On Fri, 24 Feb 2006, Armen Babikyan wrote:
> I'm planning to use Condor on a cluster of ~50 CPUs to carry out a large
> set of experiments. Each experiment will have several different
> modules, which need to be executed in a sequential fashion. My block
> diagrams of each experiment are arranged such that both looping and
> nested looping need to occur. Fortunately, iterations of loops are
> completely independent of each other data-wise.

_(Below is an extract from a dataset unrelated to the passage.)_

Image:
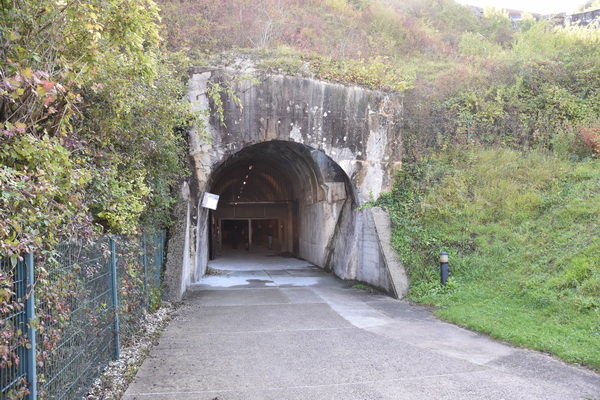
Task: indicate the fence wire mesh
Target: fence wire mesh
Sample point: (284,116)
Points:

> I see that Condor's DAG functionality only allows inclusion of one job
> per submit file that is referenced with the "JOB" directive. Therefore,
> I see the most straightforward solution to condor-izing my experiment is
> to dynamically generate a DAG file with (potentially) hundreds or
> thousands of JOB entries, and PARENT/CHILD entries with hundreds or
> thousands of arguments.
Actually, this will change with the upcoming 6.7.17 release (which should
be out within days). 6.7.17 will allow multiple Condor jobs per submit
file, as long as the jobs are all part of a single cluster (e.g., they
use the same executable).
> May I solicit some words of wisdom with respect to the scalability of
> Condor's DAG functionality as I will be using it? :-) Have others used
> Condor's DAG tools for single experiments in which there are thousands
> (or even millions) of component processes? Of course, some of these
> components will be hidden under nested condor_dagman executions, but
> nevertheless, there will be a lot of schedule-processing going on...will
> Condor and/or condor_dagman be able to handle this?

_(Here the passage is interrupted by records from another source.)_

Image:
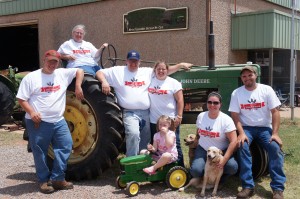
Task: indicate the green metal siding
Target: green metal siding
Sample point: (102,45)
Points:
(284,3)
(263,30)
(23,6)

We routinely run DAGs here that have hundreds of nodes, and I think
other people have run bigger ones than that. So far I don't think
anyone has run into limitations with the actual number of nodes.
There are throttles in DAGMan to control job submission of the sheer
number of jobs is a problem for your pool (e.g., if you have lots of
"sibling" jobs that might all get submitted at once).